Computer security exploit

VLAN hopping is a computer security exploit, a method of attacking networked resources on a virtual local area network (VLAN). The basic concept behind all VLAN hopping attacks is for an attacking host on a VLAN to gain access to traffic on other VLANs that would normally not be accessible. There are two primary methods of VLAN hopping: switch spoofing and double tagging. Both attack vectors can be mitigated with proper switch port configuration.

==Switch spoofing==
In a switch spoofing attack, an attacking host imitates a trunking switch by speaking the tagging and trunking protocols (e.g. Multiple VLAN Registration Protocol, IEEE 802.1Q, Dynamic Trunking Protocol) used in maintaining a VLAN. Traffic for multiple VLANs is then accessible to the attacking host.
===Mitigation===
Switch spoofing can only be exploited when interfaces are set to negotiate a trunk. To prevent this attack on Cisco IOS, use one of the following methods:

1. Ensure that ports are not set to negotiate trunks automatically by disabling DTP:

Switch (config-if)# switchport nonegotiate

2. Ensure that ports that are not meant to be trunks are explicitly configured as access ports

Switch (config-if)# switchport mode access

==Double tagging==
In a double tagging attack, an attacker connected to an 802.1Q-enabled port prepends two VLAN tags to a frame that it transmits. The frame (externally tagged with VLAN ID that the attacker's port is really a member of) is forwarded without the first tag because it is the native VLAN of a trunk interface. The second tag is then visible to the second switch that the frame encounters. This second VLAN tag indicates that the frame is destined for a target host on a second switch. The frame is then sent to the target host as though it originated on the target VLAN, effectively bypassing the network mechanisms that logically isolate VLANs from one another.
However, possible replies are not forwarded to the attacking host (unidirectional flow).

===Mitigation===
Double tagging can only be exploited on switch ports configured to use native VLANs. Trunk ports configured with a native VLAN don't apply a VLAN tag when sending these frames. This allows an attacker's fake VLAN tag to be read by the next switch.
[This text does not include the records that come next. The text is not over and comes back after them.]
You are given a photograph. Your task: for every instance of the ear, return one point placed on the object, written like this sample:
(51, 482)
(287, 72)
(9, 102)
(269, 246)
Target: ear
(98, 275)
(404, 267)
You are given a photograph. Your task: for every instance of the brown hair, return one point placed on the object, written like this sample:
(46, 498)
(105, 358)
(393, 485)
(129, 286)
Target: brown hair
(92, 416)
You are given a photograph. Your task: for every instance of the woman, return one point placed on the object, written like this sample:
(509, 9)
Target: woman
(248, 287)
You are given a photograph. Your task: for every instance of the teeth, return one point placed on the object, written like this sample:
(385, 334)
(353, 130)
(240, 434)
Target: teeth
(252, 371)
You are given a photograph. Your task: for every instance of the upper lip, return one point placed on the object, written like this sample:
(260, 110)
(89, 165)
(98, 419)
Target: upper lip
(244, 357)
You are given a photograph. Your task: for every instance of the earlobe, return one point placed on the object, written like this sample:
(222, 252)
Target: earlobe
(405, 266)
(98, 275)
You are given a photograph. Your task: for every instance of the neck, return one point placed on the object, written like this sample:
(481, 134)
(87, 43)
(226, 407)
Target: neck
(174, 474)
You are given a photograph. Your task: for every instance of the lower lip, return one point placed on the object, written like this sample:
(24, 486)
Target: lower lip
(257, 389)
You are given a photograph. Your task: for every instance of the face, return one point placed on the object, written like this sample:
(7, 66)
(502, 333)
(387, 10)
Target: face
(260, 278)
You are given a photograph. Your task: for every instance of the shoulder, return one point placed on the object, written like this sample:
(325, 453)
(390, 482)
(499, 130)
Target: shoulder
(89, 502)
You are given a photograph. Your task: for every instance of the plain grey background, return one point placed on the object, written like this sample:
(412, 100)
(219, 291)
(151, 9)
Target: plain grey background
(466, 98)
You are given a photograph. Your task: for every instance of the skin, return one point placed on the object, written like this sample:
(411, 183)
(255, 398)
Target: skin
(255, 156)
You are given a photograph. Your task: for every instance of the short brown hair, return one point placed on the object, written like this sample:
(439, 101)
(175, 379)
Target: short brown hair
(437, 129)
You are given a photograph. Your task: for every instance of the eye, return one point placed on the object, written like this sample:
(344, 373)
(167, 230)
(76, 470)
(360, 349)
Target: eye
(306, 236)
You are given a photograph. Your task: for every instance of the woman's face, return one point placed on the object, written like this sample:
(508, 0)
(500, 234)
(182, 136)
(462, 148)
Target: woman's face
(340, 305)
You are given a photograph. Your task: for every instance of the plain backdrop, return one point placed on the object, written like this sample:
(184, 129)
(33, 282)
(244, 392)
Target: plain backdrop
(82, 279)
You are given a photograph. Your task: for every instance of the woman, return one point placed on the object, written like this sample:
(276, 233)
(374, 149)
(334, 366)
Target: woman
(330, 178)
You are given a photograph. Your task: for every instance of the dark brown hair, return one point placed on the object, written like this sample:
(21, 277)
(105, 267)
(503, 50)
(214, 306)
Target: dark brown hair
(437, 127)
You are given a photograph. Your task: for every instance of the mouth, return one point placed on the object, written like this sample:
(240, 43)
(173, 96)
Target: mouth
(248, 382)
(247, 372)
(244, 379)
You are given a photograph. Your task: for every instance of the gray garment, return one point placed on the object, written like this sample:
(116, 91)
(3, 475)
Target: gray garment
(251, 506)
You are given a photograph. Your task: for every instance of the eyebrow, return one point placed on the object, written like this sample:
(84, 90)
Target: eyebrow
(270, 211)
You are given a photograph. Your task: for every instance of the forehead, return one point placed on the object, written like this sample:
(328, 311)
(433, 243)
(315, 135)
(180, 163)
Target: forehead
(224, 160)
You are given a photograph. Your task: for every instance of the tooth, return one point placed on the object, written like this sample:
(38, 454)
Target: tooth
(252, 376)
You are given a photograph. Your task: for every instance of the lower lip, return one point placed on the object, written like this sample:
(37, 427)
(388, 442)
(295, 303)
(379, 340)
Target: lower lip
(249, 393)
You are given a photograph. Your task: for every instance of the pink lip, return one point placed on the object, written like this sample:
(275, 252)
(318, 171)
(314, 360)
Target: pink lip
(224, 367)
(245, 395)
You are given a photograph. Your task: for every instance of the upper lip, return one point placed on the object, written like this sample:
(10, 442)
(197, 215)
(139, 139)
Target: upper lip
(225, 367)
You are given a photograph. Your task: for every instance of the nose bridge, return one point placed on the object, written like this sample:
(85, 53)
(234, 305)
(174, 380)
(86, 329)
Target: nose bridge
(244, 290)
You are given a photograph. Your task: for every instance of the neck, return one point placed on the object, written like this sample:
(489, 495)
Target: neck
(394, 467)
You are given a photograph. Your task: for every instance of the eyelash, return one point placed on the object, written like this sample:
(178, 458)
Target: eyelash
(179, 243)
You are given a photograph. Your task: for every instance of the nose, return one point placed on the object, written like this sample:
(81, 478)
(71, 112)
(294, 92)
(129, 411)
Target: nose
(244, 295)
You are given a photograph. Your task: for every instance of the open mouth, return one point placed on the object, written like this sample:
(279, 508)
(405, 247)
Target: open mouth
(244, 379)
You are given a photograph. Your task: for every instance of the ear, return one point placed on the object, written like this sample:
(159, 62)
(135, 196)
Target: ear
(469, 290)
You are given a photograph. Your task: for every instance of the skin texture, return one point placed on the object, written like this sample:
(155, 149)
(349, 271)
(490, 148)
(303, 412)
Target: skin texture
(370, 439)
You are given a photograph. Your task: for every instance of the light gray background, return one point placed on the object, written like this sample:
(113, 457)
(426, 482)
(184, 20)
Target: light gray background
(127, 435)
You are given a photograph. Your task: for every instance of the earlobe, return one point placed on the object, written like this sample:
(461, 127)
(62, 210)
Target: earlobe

Double tagging can be mitigated by any of the following actions (incl. IOS example):
- Simply do not put any hosts on VLAN 1 (the default VLAN). i.e., assign an access VLAN other than VLAN 1 to every access port
 Switch (config-if)# switchport access vlan 2

- Change the native VLAN on all trunk ports to an unused VLAN ID.
Switch (config-if)# switchport trunk native vlan 999

- Explicit tagging of the native VLAN on all trunk ports. Must be configured on all switches in network autonomy.
Switch(config)# vlan dot1q tag native

===Example===
As an example of a double tagging attack, consider a secure web server on a VLAN called VLAN2. Hosts on VLAN2 are allowed access to the web server; hosts from outside VLAN2 are blocked by layer 3 filters. An attacking host on a separate VLAN, called VLAN1(Native), creates a specially formed packet to attack the web server. It places a header tagging the packet as belonging to VLAN2 under the header tagging the packet as belonging to VLAN1. When the packet is sent, the switch sees the default VLAN1 header and removes it and forwards the packet. The next switch sees the VLAN2 header and puts the packet in VLAN2. The packet thus arrives at the target server as though it were sent from another host on VLAN2, ignoring any layer 3 filtering that might be in place.